Sie bestellte ein einfaches Standardmenu, setzte sich ein Stück weit von ihm entfernt an einen unbesetzten Tisch und schaute mit stumpfem, teilnahmslosen Blick aus dem Fenster. Wieder fiel ihm auf, wie traurig dieses Gesicht aussah, das sie so sorgfältig hinter einer dicken Schicht Schminke zu
verstecken versuchte. Er zögerte einen Moment, dann stand er auf, bestellte an der Theke zwei heisse Tassen Kakao und setzte sich zu ihr.
8.
Sie sah den dampfend heissen Pappbecher erst, als er direkt vor ihr stand.
Verstört blickte sie auf und sah in das Gesicht des übernächtigt aussehenden Mannes, der sich gerade zu ihr gesetzt hatte – ihr erster Impuls war es, den Typen mit irgendeiner patzigen Bemerkung zu verscheuchen – wenigstens beim Essen wollte sie ihre Ruhe haben.
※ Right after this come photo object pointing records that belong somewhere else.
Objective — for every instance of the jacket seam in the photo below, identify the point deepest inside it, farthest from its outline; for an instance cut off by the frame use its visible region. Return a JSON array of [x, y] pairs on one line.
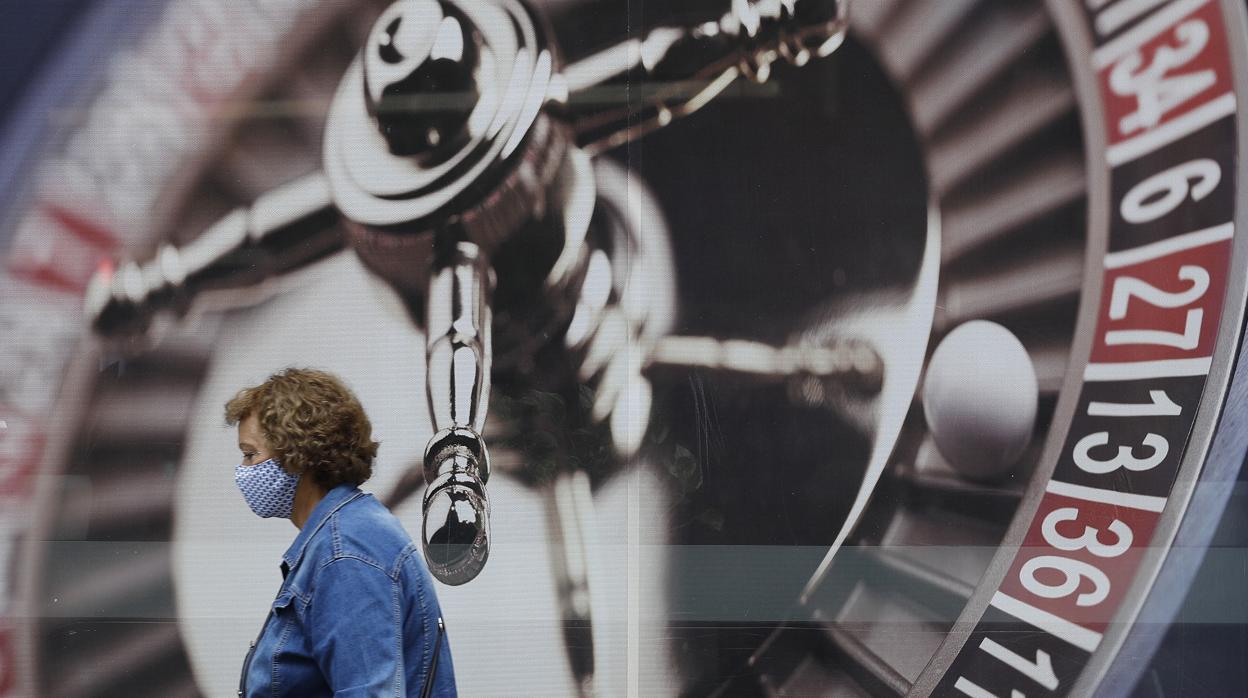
[[398, 639], [357, 558], [277, 649], [331, 515]]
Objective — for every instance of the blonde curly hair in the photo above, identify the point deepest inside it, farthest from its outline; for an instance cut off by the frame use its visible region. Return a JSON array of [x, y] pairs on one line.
[[312, 422]]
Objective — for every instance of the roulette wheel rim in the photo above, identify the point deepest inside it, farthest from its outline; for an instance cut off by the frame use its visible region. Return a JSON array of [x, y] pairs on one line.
[[1221, 376]]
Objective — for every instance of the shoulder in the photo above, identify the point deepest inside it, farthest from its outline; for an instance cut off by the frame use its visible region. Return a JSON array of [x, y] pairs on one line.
[[366, 531]]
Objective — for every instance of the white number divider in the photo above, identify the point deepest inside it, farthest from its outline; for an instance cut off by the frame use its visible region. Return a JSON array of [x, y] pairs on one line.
[[1053, 624], [1171, 245], [1143, 502], [1142, 370]]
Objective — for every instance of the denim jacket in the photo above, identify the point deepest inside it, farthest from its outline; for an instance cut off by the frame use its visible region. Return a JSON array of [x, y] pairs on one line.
[[356, 613]]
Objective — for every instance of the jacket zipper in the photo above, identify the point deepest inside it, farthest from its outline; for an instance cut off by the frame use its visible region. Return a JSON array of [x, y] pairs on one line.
[[251, 651], [433, 663]]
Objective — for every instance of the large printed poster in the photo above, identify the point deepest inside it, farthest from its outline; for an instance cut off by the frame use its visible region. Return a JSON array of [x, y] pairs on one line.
[[714, 347]]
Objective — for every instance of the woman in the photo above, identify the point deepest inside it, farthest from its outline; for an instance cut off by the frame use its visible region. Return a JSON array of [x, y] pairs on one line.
[[356, 613]]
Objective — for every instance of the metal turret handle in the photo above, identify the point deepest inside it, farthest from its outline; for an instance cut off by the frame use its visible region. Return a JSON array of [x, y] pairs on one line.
[[673, 71], [456, 530]]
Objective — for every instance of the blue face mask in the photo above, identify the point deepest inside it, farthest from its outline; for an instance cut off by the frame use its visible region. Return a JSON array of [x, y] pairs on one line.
[[267, 488]]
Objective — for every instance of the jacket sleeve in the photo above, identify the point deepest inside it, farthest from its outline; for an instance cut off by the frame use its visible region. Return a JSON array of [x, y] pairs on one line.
[[356, 629]]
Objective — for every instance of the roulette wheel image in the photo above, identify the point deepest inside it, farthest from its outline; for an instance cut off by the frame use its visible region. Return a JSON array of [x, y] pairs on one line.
[[791, 347]]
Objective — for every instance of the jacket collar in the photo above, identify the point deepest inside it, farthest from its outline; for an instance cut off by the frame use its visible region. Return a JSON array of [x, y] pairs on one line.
[[332, 501]]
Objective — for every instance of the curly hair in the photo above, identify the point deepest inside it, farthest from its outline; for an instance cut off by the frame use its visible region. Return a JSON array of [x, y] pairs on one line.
[[313, 423]]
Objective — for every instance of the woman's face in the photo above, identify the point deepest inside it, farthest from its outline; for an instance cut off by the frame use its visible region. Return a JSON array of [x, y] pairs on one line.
[[251, 441]]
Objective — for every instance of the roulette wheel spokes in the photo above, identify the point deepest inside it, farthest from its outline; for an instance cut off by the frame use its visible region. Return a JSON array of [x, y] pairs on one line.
[[992, 98], [407, 176]]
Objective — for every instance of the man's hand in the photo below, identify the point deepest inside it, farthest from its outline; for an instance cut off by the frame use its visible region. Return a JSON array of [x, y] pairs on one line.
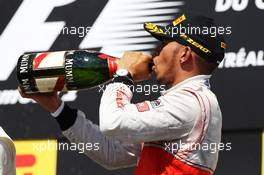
[[137, 64], [49, 101]]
Dann aber entschied sie sich doch
dagegen – der heisse Kakao war genau das, was sie im Moment brauchte, und was sie sich nur aus Gründen der Sparsamkeit, die sich sich momentan nunmal auferlegen musste, nicht selbst gekauft hatte. Ausserdem fühlte sie sich zu müde, um irgendeinen unnötigen Streit vom Zaun zu brechen. Und,
schliesslich, sie war ja nach wie vor auf der Suche nach ihrem letzten Kunden für heute.
“Vielen Dank…”
Mehr fiel ihr nicht ein. Sie legte ihre Hände, die immer noch rot von der Kälte draussen auf der Strasse waren, um den dampfenden Becher und hielt dem Blick ihres Gegenübers stand.